Por: Karina Pinheiro

Iniciativas como o Fundo Podáali, o FIRN, o Fundo Timbira e o Fundo Indígena RÛTI do Conselho Indígena de Roraima mostram que povos indígenas estão criando seus próprios mecanismos de financiamento direto, com governança autônoma e impacto nos territórios.

Durante a programação do Acampamento Terra Livre (ATL) 2025, em Brasília, no âmbito da tenda da Coordenação das Organizações Indígenas da Amazônia Brasileira (Coiab),  lideranças representantes de Fundos Indígenas apresentaram os avanços e os desafios na construção de modelos próprios com gestão indígena.

O debate foi feito na manhã desta quarta-feira (09), durante a roda de conversa “Financiamento e solução dos povos indígenas da Amazônia – colhendo frutos”, e contou com a participação da co-presidência do Caucus Indígena, Sineia Wapichana; Podáali- Fundo Indígena da Amazônia Brasileira, Fundo Indígena do Rio Negro – FIRN (AM), o Fundo Timbira (MA e TO) e o Fundo Indígena RÛTI (RR). 

A diretora-executiva do Fundo Podáali, Valéria Paye, destacou que esses fundos são mecanismos estratégicos criados por e para os povos indígenas, com o objetivo de viabilizar recursos diretos, respeitando as formas próprias de organização dos povos. “Essas estruturas não substituem a luta política, mas se somam a ela. É a chance de transformar o discurso de apoio direto aos povos indígenas em ação concreta”, afirmou.

O FIRN, criado pela Federação das Organizações Indígenas do Rio Negro (FOIRN), foi estruturado com objetivo de viabilizar os Planos de Gestão Territorial e Ambiental (PGTAs) elaborados pelas comunidades indígenas do Alto Rio Negro. Alexandre Baré, diretor do fundo, explicou que a iniciativa já beneficiou mais de 20 mil pessoas em 300 comunidades, com apoio a 40 projetos em diversas áreas. “O FIRN é mais do que um fundo – ele representa o fortalecimento da nossa autonomia, dos nossos territórios e do nosso bem viver”, disse.
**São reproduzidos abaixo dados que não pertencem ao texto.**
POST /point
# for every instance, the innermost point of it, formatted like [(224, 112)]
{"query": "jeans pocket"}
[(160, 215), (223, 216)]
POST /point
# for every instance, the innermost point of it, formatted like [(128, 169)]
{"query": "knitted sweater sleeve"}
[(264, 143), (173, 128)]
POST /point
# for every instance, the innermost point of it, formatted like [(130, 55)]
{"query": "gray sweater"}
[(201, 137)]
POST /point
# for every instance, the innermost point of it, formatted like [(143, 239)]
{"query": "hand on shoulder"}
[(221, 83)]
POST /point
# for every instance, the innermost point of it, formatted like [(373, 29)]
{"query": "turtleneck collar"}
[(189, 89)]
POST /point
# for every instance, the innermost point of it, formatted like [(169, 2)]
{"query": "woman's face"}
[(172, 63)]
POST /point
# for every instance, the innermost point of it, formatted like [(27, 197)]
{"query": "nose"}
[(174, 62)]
Já o Fundo Timbira foi construído a partir da luta dos povos Apinajé, Krahô, Krikati, Gavião, por uma compensação de longo prazo pelos impactos da Usina Hidrelétrica de Estreito. Jonas Gavião, uma das lideranças à frente do fundo, contou que o mecanismo está atuando no apoio a projetos voltados à segurança alimentar, cultura e proteção territorial.
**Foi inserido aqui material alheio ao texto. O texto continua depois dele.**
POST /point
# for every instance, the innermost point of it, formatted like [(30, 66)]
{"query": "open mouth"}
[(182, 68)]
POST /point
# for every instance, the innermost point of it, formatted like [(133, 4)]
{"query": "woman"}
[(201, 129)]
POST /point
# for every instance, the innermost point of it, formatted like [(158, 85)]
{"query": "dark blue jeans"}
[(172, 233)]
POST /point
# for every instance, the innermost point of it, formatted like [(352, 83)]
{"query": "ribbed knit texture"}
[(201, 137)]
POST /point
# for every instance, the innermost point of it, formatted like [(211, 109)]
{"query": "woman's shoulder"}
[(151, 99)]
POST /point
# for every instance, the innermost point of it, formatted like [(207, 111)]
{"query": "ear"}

Outro exemplo destacado foi o Fundo Indígena RUTÎ, vinculado ao Conselho Indígena de Roraima (CIR), a organização indígena mais antiga do Brasil. Josimara Baré, do povo Baré e coordenadora do fundo, explicou que a iniciativa nasceu em setembro de 2024 para fortalecer os territórios indígenas do estado. “O fundo nasce da necessidade urgente de apoiar quem vive e protege os territórios diariamente. Depois de seis meses, já lançamos nosso primeiro edital, com recursos destinados a 25 projetos em 11 regiões do estado, com apoio que vai de R$ 25 mil para grupos familiares até R$ 150 mil para ações regionais”, destacou.

Josimara também ressaltou os diferenciais do fundo RÛTI: “Apoiamos diretamente famílias indígenas — algo que poucos fundos fazem no Brasil. Sabemos que são essas pessoas, lá na base, que estão enfrentando os impactos ambientais e defendendo nossos modos de vida. É para elas que esse fundo existe.”

A vice-diretora do Fundo Podáali, Rose Apurinã, reforçou que a construção de fundos próprios é também uma forma de garantir a aplicação dos artigos 231 e 232 da Constituição Federal, que reconhecem a organização social, os costumes, as línguas e os direitos originários dos povos indígenas. “Nosso grande encontro aqui no ATL não é só para falar de repasse de recursos. É sobre fortalecer nossa autonomia e construir caminhos de futuro baseados nas nossas formas de vida”, afirmou.

As lideranças também destacaram a urgência de garantir mecanismos de financiamento para enfrentar os efeitos das mudanças climáticas. “A Amazônia vive uma catástrofe ambiental. Precisamos de indicadores específicos que reconheçam essa realidade e garantam que os recursos climáticos realmente cheguem às nossas comunidades”, alertou Sineia do Vale, do povo Wapichana e a co-presidência do Caucus Indígena.

A participação dos fundos indígenas e da Co-presidência do Caucus Indígena no ATL 2025 evidencia um novo modelo de financiamento direto, transparente e eficaz, construído pelos próprios povos indígenas. As experiências mostram que, mesmo diante de desafios estruturais, esses povos seguem construindo soluções de futuro com base na autonomia, na solidariedade e na ancestralidade.